Not position specific.
Often companies try to write one job description to cover all workers doing essentially the same kind of work. But such an approach may miss vital, though subtle differences. For example, different department heads in an organization may have essentially the same types of major responsibilities, but specific duties, time spent on various areas, and task priorities may differ substantially from one manager to the next. One department manager may be loaded with routine and planned work, while others spend more time with spontaneous execution and troubleshooting. Job descriptions should reflect the unique character of each position and not attempt to cover too many different positions. If this is not done the job description does not accurately reflect the actual work design.
Being descriptive rather than prescriptive.
Job descriptions are frequently prepared after the fact--after the work is designed--and are prepared largely with data submitted from the incumbent. The result: a picture of what is, rather than what should be. Managers at all levels must get involved in job description preparation to control design and to assure that the work done is what is in the best interest of the organization. Job descriptions should prescribe what ought to happen. Periodic performance reviews should compare what does happen with what ought to, and should lead to adjustments when discrepancies are found. Too often companies let jobs evolve into "products of the incumbent"--jobs compatible with incumbent interests rather than with organizational interests.
Mixed with performance standards, person specs, and/or rules and regulations.
Many so-called job descriptions attempt to incorporate performance-level expectations--quantity, quality, timeliness, and cost criteria--with defined standards of performance. Some companies have adopted these results-oriented descriptions in an attempt to improve the value of their job descriptions. But performance criteria--ways of measuring-a-re not part of the design of the job and are, therefore, best left for a separate performance evaluation instrument--perhaps attached to the job description but distinct from it.

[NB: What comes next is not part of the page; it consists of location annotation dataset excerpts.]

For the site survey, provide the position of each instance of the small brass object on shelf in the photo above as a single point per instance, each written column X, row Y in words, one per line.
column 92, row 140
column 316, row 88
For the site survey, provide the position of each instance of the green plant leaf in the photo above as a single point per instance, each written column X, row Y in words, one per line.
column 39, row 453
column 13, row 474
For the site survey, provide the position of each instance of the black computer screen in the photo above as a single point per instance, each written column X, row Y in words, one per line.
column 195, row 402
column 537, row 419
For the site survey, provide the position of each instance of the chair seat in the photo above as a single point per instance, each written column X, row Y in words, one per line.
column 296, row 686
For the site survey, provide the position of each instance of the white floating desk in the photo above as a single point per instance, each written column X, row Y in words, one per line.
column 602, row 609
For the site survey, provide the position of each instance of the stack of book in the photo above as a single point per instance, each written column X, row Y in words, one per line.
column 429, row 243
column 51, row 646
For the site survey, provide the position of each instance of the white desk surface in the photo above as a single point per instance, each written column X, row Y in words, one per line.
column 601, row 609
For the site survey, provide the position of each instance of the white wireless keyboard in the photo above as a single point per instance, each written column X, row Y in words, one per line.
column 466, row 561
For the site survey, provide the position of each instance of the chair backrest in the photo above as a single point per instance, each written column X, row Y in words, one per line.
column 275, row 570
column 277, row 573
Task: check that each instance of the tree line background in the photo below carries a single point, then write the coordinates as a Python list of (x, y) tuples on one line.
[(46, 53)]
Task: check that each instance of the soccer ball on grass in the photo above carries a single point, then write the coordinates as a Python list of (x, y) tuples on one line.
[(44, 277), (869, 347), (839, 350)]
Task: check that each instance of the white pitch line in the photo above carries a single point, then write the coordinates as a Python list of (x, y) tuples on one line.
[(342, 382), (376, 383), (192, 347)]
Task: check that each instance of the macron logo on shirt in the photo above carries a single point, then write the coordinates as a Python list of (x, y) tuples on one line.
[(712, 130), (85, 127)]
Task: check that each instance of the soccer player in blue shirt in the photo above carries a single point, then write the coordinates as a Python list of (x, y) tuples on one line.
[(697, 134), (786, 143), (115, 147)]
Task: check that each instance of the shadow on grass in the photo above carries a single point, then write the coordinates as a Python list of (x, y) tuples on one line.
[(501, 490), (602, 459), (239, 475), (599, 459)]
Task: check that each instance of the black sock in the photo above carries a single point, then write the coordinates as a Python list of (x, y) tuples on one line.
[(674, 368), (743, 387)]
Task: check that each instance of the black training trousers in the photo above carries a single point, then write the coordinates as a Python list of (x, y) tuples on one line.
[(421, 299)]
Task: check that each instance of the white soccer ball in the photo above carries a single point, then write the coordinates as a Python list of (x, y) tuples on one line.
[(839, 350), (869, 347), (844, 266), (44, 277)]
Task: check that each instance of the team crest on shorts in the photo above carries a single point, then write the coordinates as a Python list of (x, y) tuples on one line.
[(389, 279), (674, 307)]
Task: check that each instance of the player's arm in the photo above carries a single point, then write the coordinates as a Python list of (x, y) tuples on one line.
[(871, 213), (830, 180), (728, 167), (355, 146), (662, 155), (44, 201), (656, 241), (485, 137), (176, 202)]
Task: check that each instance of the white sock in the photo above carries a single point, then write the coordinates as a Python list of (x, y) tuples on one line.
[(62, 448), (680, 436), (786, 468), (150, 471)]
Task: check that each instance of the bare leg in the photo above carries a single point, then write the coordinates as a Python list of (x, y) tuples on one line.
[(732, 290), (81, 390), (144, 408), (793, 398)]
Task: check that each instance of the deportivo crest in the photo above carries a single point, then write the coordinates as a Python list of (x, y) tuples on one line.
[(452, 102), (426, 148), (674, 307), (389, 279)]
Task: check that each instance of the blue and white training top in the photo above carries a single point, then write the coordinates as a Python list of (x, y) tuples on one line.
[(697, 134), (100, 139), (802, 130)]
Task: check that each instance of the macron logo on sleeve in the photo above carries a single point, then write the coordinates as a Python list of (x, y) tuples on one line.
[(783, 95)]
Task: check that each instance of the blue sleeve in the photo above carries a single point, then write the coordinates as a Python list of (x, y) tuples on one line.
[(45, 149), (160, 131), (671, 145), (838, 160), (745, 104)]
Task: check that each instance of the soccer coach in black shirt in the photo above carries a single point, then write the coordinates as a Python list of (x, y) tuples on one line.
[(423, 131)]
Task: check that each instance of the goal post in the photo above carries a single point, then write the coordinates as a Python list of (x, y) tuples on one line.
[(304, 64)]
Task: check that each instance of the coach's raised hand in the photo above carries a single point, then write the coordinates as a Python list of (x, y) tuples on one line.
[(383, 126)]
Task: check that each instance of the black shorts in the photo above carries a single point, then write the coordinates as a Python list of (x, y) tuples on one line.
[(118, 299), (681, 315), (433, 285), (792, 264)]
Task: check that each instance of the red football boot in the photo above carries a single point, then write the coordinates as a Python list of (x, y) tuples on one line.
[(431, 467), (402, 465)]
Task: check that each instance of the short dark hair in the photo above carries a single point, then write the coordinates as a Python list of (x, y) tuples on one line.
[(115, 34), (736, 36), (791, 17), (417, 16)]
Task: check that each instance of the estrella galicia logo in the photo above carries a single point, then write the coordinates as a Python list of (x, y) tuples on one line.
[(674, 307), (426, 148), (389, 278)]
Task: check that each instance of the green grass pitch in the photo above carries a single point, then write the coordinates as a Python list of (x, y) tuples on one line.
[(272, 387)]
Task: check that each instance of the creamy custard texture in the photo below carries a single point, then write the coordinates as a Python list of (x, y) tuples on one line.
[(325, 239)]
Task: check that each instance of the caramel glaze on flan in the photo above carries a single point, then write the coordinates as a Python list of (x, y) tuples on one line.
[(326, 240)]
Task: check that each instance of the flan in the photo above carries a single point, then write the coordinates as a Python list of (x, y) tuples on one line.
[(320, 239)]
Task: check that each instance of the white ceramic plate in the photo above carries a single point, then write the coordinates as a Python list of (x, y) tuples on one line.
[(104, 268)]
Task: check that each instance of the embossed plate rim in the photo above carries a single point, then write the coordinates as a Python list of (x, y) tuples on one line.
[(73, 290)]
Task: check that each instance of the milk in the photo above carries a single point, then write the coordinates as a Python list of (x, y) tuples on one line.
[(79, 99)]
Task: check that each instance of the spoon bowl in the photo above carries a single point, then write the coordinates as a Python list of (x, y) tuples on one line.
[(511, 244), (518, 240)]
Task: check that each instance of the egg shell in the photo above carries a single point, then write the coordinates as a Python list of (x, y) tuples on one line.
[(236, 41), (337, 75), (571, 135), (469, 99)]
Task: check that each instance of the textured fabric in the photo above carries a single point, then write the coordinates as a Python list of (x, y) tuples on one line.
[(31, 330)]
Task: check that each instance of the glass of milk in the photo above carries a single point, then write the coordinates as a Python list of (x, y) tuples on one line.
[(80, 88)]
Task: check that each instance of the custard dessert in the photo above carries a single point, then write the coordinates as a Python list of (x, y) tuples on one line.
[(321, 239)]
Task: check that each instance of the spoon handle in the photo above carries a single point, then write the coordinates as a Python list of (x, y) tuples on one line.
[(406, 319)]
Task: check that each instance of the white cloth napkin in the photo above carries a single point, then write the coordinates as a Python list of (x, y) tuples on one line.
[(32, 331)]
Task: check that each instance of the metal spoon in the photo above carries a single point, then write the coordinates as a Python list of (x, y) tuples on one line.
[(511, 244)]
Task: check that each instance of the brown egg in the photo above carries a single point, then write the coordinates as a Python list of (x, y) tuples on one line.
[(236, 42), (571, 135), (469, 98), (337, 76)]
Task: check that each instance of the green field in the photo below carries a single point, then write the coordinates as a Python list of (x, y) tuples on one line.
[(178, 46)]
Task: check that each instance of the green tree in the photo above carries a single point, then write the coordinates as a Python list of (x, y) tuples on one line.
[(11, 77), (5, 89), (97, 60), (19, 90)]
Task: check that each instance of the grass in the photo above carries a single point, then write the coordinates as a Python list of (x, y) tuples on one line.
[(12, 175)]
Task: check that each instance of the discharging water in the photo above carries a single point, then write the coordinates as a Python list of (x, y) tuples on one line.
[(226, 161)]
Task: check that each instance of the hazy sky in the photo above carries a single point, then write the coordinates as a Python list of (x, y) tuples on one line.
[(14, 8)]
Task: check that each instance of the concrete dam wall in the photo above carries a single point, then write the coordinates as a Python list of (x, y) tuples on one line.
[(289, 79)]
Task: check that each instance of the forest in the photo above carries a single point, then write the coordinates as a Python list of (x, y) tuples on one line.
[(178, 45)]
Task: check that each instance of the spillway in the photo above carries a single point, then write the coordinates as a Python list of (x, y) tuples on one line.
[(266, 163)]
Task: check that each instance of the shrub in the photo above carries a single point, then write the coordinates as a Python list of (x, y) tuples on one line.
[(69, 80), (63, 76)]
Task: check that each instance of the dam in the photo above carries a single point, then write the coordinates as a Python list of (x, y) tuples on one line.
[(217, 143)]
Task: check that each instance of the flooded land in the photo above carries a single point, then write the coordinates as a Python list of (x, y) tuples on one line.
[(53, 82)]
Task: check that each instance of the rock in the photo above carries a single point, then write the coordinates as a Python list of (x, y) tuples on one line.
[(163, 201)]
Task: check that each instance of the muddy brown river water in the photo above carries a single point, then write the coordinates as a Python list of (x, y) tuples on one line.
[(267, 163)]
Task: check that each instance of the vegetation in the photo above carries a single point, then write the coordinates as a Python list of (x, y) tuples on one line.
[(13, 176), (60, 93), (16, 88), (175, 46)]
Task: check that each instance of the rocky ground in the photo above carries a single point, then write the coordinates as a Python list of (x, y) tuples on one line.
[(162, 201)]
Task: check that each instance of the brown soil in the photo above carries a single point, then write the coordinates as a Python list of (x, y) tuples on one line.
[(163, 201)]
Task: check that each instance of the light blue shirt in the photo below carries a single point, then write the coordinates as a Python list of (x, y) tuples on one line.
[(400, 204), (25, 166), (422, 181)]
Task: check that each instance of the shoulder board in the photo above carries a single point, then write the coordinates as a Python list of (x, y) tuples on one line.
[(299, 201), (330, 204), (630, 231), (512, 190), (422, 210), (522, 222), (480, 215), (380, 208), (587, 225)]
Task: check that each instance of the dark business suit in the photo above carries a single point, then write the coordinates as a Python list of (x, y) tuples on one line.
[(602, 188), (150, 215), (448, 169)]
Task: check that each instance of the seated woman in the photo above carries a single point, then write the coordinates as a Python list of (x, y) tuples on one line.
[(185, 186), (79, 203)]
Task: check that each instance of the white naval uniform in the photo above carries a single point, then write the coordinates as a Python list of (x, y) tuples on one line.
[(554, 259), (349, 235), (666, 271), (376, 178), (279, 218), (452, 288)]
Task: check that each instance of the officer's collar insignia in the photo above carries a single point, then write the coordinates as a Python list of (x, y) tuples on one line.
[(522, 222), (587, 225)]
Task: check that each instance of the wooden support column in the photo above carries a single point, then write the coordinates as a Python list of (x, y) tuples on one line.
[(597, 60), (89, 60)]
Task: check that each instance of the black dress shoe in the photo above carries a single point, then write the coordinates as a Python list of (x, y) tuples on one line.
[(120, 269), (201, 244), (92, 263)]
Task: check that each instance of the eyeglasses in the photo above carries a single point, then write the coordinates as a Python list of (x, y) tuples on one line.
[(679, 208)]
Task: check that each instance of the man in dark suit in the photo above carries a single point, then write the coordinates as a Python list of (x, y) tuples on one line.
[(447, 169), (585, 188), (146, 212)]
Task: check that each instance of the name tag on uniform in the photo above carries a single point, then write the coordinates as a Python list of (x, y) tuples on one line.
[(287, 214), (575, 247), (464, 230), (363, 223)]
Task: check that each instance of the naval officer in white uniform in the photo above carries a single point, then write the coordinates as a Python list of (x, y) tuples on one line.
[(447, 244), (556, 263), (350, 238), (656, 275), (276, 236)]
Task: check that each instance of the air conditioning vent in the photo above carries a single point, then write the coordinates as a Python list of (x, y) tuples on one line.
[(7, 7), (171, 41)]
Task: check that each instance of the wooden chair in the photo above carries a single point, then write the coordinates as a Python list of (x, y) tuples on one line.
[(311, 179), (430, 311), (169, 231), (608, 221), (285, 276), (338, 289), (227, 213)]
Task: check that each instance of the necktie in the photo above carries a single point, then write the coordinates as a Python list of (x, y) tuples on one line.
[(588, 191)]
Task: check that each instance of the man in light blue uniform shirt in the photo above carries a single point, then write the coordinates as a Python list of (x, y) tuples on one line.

Extremely common is the practice of including personal qualifications and required abilities, skills, and knowledge in the job description.
These are vital for getting the right people for jobs but they are descriptions of the kind of person needed for the job, not descriptions of the job. Again, there may be considerable merit in attaching person specs to the job description, but the distinction between the job description and person specs should be clear. They are not the same thing.
A relatively recent trend that adds to the confusion in writing job descriptions is incorporating skills, knowledge, and abilities that one should become proficient at while on the job. This practice has a worthwhile objective--to show incumbents or prospective workers how they can expect to progress while on the job, which helps in plotting job change trajectories--but such information should not be crammed into the job description. A separate document to the job description can help clarify.
Often rules and regulations get mixed in with duty statements.
Statements like "Avoids carrying two acid-filled beakers at once" or "Wears hard hat when doing warehouse stacking" are not really statements of work to be done. However, a statement like "Checks floor daily to assure not slippery," may be a legitimate duty statement. Admittedly, it can be difficult to show the appropriate line between what should go in the JD and what would be better left for a separate document.
Temporary work gets left out.
Most jobs will have temporary assignments built in from time to time. Special projects, committee assignments, and one-time tasks, for example, may have to be delegated to employees. Any duty planned in advance for execution over a year or less duration should go in the job description in a special Temporary Assignment section. It is a fully legitimate part of the design of the job and should be acknowledged as such. Not acknowledging such work (which is a frequent occurrence) leads to flaws in end-of-year performance evaluation, work load assessments, and so on. A good practice is to add each year--perhaps during the performance review--a Temporary Assignment section to the job description. This section makes it a dynamic document. Recognizing how essential temporary activity engagement is and accepting the practice of acknowledging it in the job description stimulates that all-important periodic review of the job description.
Does not show how non-task time is spent
If you add up the time percentages associated with duty statements in many a job description, you should get to 100 percent. This, you know, cannot be right. No worker ever spent 100 percent of his or her on-the-job day doing work. Managers and operative employees are idle waiting for delays, taking breaks, socializing at work, and engaging in semi-work activities such as in-plant or out-of-plant travel. Job descriptions should recognize how one's time is truly spent by indicating time allotment to these non-work and semi-work engagements. On some jobs these are significant time-consuming categories. Failure to acknowledge them in the job description highly misrepresents the design of the work.
Tell what but not where, when, how often, with whom and under what conditions
Most traditional job descriptions describe what the worker does. Left out are descriptions of where, when, frequency, who else is involved, and conditions under which the work is performed. A fill picture of work is missing without these additional data. What good is a statement that says, "Files documents" if left out is the fact that this is done only six times a year, at the beginning of odd numbered months in six different cities with help from forty assistants?
Leaving out definitions of the conditions under which work is performed can be misleading
Two job descriptions for different workers may both say, "Files documents," but one of these people may perform this task in a physically cold, socially isolated environment under very little pressure. The other person may have an extremely demanding filing task-expected to file as many as thirty legal documents within a five-minute time span, every hour, in a busy office, while the telephone is constantly ringing.